Florida’s “Right to Dry” Bill: Letting the Sunshine Do the Laundry
Florida was the trail-blazer of the modern “right-to-dry” movement. More than three decades ago the Legislature added clotheslines to Florida’s renewable-energy protections, making it illegal for cities or counties to adopt ordinances that ban them. The language now appears in §163.04, Florida Statutes, alongside solar collectors and other “energy devices based on renewable resources.” (163.04 — Energy devices based on renewable resources. - Justia Law) Environmental advocates hailed the measure, and several other states later copied Florida’s approach. (Right to Dry | Clotheslines.com)
While §163.04 stopped local governments from outlawing clotheslines, homeowner-association (HOA) covenants sometimes filled the gap, citing aesthetics.
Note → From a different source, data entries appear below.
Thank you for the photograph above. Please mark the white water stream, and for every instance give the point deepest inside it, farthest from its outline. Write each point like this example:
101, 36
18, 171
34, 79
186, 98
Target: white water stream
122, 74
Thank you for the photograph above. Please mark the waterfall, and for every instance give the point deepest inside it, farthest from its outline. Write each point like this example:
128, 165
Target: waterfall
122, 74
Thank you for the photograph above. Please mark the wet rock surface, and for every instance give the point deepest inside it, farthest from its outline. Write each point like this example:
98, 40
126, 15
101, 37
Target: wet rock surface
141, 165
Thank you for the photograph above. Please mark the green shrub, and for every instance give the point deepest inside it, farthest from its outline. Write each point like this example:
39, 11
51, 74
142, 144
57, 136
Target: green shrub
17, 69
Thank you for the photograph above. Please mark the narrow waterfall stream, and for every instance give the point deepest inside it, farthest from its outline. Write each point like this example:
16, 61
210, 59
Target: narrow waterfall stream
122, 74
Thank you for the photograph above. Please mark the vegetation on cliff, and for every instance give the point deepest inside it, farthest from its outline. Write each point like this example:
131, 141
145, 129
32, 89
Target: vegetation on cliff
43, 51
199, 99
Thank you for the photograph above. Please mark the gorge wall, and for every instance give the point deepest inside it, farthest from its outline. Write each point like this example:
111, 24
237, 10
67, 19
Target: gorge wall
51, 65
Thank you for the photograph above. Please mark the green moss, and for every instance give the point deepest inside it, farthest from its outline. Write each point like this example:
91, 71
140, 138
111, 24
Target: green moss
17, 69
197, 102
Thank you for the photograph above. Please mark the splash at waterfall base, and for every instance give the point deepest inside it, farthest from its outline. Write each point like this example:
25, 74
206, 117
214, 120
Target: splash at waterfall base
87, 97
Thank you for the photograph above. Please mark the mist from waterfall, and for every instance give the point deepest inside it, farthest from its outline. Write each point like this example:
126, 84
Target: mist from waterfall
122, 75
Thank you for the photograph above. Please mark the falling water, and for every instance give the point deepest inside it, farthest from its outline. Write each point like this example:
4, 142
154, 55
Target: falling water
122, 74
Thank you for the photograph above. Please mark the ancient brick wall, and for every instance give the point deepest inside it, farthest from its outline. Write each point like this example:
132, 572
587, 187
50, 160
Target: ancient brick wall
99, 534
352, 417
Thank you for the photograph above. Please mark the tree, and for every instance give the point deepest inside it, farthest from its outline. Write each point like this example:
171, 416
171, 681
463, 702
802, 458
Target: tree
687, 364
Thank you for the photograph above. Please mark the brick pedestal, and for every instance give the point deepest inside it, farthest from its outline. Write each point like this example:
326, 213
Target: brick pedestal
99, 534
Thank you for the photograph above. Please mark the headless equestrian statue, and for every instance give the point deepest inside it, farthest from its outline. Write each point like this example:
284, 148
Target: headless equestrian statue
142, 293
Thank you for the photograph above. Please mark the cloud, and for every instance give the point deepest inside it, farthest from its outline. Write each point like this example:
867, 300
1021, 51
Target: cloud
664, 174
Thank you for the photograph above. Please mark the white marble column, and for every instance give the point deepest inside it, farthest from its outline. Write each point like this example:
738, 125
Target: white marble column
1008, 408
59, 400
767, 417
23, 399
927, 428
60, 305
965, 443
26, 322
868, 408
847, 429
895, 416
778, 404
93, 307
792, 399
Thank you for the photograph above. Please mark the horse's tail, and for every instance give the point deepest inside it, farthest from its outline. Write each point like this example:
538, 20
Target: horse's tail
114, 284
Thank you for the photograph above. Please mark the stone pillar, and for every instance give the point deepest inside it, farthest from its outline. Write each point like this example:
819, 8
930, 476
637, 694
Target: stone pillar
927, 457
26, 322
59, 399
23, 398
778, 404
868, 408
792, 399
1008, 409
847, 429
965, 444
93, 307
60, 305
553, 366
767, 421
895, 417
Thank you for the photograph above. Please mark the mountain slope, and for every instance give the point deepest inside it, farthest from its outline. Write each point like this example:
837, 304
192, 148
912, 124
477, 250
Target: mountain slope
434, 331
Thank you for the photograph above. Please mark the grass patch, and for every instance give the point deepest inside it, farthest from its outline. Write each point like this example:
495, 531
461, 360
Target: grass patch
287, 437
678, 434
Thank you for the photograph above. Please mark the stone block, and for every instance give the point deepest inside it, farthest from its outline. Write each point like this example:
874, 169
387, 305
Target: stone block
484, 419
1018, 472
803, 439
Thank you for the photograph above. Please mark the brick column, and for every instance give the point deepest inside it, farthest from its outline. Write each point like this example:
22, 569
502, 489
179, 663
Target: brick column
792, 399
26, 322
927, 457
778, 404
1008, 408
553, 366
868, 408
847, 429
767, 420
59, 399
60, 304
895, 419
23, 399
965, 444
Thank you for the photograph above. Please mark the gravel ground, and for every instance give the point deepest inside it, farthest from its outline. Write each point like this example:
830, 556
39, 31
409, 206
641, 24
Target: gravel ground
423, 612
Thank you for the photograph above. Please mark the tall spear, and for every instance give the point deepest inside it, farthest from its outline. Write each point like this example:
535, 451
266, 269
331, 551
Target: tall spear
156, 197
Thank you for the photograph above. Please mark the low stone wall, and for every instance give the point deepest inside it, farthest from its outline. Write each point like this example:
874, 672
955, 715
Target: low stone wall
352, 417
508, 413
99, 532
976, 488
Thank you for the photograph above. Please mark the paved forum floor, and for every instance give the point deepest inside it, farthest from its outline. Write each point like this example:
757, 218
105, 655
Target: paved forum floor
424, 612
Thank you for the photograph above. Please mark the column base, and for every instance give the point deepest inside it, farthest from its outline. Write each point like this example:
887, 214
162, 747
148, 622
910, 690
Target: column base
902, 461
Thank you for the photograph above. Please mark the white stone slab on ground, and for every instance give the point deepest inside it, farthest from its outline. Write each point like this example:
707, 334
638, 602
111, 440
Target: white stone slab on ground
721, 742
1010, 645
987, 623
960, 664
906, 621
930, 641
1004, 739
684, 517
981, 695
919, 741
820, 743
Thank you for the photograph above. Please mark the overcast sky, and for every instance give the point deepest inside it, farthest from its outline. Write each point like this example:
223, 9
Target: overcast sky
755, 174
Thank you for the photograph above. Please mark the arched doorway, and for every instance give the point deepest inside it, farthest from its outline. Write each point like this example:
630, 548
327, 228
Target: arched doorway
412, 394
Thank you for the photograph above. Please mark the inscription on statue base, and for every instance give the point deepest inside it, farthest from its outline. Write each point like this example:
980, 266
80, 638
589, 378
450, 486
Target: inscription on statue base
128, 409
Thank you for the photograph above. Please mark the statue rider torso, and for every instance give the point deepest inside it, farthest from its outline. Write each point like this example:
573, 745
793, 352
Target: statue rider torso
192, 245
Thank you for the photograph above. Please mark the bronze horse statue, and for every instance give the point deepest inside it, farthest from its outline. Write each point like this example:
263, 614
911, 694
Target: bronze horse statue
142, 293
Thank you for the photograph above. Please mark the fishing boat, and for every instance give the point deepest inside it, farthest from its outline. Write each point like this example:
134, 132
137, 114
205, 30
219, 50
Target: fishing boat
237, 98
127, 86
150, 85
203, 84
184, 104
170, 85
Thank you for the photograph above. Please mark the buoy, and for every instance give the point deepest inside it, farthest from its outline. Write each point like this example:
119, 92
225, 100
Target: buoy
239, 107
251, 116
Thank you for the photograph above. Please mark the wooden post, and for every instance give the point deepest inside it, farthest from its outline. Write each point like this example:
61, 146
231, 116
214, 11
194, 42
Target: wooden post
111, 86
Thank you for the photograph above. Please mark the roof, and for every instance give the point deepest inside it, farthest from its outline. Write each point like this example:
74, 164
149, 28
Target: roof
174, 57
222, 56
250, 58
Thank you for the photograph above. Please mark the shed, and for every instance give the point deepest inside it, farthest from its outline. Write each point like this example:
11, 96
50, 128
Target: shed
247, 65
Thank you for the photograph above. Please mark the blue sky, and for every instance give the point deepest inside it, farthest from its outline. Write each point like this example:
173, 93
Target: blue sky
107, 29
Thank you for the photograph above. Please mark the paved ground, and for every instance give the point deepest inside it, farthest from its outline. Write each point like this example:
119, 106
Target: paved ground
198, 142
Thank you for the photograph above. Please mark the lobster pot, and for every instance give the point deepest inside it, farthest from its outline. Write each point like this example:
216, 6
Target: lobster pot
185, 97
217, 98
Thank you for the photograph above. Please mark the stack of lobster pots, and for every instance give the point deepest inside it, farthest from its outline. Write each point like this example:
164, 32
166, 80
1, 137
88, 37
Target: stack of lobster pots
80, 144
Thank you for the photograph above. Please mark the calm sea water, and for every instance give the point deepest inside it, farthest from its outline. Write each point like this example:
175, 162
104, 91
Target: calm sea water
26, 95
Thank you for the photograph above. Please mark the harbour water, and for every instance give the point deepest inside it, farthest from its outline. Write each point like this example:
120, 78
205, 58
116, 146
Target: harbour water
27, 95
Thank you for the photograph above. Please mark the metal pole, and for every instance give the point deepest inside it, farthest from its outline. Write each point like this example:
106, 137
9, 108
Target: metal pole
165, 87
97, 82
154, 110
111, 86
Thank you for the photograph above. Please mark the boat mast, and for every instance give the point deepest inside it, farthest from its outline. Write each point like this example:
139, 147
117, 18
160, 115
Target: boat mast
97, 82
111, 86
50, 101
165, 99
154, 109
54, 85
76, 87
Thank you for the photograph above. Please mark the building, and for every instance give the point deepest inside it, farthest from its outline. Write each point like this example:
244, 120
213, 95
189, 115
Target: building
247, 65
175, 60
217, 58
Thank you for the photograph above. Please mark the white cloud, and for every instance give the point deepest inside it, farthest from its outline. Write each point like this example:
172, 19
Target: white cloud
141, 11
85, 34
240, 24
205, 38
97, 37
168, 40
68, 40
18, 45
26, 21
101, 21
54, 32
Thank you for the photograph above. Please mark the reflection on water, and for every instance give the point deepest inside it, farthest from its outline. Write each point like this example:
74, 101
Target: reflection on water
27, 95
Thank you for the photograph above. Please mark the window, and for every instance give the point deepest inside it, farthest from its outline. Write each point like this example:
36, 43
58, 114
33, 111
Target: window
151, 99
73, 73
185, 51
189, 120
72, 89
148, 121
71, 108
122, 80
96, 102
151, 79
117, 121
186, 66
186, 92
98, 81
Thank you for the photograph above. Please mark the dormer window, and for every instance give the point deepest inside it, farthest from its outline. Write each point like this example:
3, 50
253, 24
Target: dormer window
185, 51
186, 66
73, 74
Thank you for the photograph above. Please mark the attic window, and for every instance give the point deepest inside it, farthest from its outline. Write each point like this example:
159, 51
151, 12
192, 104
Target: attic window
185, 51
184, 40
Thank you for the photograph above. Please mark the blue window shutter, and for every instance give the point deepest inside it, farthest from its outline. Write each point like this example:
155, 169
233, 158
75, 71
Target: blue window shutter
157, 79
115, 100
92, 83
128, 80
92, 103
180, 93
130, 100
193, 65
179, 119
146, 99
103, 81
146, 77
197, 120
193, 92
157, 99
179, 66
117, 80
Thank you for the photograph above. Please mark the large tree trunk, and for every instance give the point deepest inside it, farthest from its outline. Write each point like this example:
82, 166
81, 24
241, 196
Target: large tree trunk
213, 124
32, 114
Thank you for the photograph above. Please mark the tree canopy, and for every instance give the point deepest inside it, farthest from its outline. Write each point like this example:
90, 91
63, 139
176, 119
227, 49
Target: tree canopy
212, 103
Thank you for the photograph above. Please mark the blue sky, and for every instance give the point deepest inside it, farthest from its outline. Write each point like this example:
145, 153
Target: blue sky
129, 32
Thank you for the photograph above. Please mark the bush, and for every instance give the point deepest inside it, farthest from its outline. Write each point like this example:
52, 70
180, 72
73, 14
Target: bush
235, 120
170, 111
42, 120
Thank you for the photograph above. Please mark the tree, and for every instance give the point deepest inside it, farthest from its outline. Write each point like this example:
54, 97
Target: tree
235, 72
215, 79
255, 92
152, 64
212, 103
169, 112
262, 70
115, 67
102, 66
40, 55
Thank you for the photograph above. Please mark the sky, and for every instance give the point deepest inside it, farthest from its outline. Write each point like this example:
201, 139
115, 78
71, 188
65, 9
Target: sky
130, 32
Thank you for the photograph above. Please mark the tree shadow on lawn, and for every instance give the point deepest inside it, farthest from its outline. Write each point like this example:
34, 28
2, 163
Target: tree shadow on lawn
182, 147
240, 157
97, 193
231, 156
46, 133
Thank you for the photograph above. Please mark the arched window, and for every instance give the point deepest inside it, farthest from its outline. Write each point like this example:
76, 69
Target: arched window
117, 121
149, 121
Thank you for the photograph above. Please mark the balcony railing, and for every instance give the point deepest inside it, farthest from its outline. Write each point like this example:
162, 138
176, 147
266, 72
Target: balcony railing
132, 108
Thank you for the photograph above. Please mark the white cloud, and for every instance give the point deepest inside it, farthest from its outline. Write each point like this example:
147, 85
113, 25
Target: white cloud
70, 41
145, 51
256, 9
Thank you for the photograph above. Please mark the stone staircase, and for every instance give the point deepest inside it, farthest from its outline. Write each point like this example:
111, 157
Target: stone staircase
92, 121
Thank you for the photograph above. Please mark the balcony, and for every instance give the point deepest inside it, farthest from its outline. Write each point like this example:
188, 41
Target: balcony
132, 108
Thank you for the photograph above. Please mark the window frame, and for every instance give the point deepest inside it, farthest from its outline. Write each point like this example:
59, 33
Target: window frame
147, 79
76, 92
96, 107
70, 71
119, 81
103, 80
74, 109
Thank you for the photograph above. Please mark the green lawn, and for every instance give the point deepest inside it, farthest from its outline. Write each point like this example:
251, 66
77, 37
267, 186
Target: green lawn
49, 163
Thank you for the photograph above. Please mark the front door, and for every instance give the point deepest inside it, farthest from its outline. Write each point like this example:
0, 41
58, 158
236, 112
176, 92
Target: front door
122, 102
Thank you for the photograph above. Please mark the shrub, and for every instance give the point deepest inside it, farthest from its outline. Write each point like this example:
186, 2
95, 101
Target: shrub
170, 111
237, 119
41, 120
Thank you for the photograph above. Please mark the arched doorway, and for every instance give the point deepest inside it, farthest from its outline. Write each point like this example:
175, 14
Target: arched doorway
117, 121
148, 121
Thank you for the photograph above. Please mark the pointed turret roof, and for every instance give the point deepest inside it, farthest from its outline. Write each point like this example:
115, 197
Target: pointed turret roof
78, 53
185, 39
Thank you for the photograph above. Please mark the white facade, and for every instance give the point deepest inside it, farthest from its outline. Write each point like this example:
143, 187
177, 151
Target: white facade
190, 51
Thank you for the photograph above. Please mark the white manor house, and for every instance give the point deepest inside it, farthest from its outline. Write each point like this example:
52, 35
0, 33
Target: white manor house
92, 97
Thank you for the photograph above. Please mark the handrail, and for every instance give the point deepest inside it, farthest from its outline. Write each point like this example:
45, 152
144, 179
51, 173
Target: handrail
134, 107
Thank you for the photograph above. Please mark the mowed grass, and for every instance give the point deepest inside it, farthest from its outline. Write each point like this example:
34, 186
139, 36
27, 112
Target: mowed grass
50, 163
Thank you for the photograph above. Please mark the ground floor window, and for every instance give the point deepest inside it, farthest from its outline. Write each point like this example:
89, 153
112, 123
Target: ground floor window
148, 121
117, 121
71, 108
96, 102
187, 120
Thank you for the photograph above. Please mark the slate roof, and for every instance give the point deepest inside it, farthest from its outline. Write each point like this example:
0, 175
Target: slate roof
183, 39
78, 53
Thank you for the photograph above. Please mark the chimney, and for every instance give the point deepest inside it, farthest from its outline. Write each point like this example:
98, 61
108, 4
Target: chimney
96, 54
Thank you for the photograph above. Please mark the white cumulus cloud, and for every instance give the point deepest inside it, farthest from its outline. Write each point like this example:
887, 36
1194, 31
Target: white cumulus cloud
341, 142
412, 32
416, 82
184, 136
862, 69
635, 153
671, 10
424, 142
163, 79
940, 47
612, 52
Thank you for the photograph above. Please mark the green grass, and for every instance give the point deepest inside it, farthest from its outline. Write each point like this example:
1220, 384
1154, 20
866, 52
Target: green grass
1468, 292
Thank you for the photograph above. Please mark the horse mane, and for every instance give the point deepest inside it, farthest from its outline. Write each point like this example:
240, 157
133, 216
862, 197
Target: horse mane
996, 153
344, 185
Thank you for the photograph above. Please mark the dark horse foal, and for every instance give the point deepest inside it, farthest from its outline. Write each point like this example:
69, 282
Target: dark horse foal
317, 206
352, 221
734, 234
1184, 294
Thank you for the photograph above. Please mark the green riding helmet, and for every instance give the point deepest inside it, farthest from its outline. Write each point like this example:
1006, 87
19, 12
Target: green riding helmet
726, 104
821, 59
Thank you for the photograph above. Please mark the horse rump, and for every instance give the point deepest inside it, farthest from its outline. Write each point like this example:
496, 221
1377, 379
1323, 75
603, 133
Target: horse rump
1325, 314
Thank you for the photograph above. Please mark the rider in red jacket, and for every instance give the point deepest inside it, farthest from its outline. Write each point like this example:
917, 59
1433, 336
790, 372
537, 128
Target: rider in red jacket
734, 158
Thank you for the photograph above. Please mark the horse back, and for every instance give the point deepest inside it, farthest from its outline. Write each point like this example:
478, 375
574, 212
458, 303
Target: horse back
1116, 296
That loophole became a frequent source of neighborhood disputes, pushing lawmakers to revisit the issue during the 2024 Session.
House Bill 1203, signed by Governor Ron DeSantis on May 24 and effective July 1, 2024, rewrote portions of the HOA Act. The bill created §720.3045, which explicitly bans HOAs from restricting clotheslines, vegetable gardens, boats, artificial turf, and other items so long as they are not visible from the home’s frontage, an adjacent parcel, common area, or community golf course. (HB 1203: Changes Impacting Homeowners’ Associations in Florida, Chapter 720 Section 3045 - 2024 Florida Statutes - The Florida Senate) In other words, if your clothesline is tucked in a side- or back-yard, the HOA may no longer fine you or demand its removal.
Lower utility bills: Air-drying can cut a typical household’s electric-dryer costs by 10–15 percent a year.
Climate benefits: Replacing one electric-dryer load with line drying avoids roughly 2 kg of CO₂; over a year that’s comparable to taking a car off the road for several days.
Consumer confidence: The new law removes uncertainty for nearly 3 million Floridians who live in HOA-governed communities, giving them the same freedom already enjoyed by residents outside deed-restricted neighborhoods.
Check the sight line: Place the line where it can’t be seen from the street or an adjoining lot.
Mind local building codes: Some cities set height, setback, or material rules even though they can’t prohibit the line itself.
Keep it tidy: The statute protects the device, not clutter; an HOA may still enforce general property-maintenance clauses that apply to everyone.
Florida’s refreshed right-to-dry framework pairs its early 1990s environmental foresight with 2020s homeowner-rights reform. Sunshine-state residents can now catch the breeze—without catching a citation.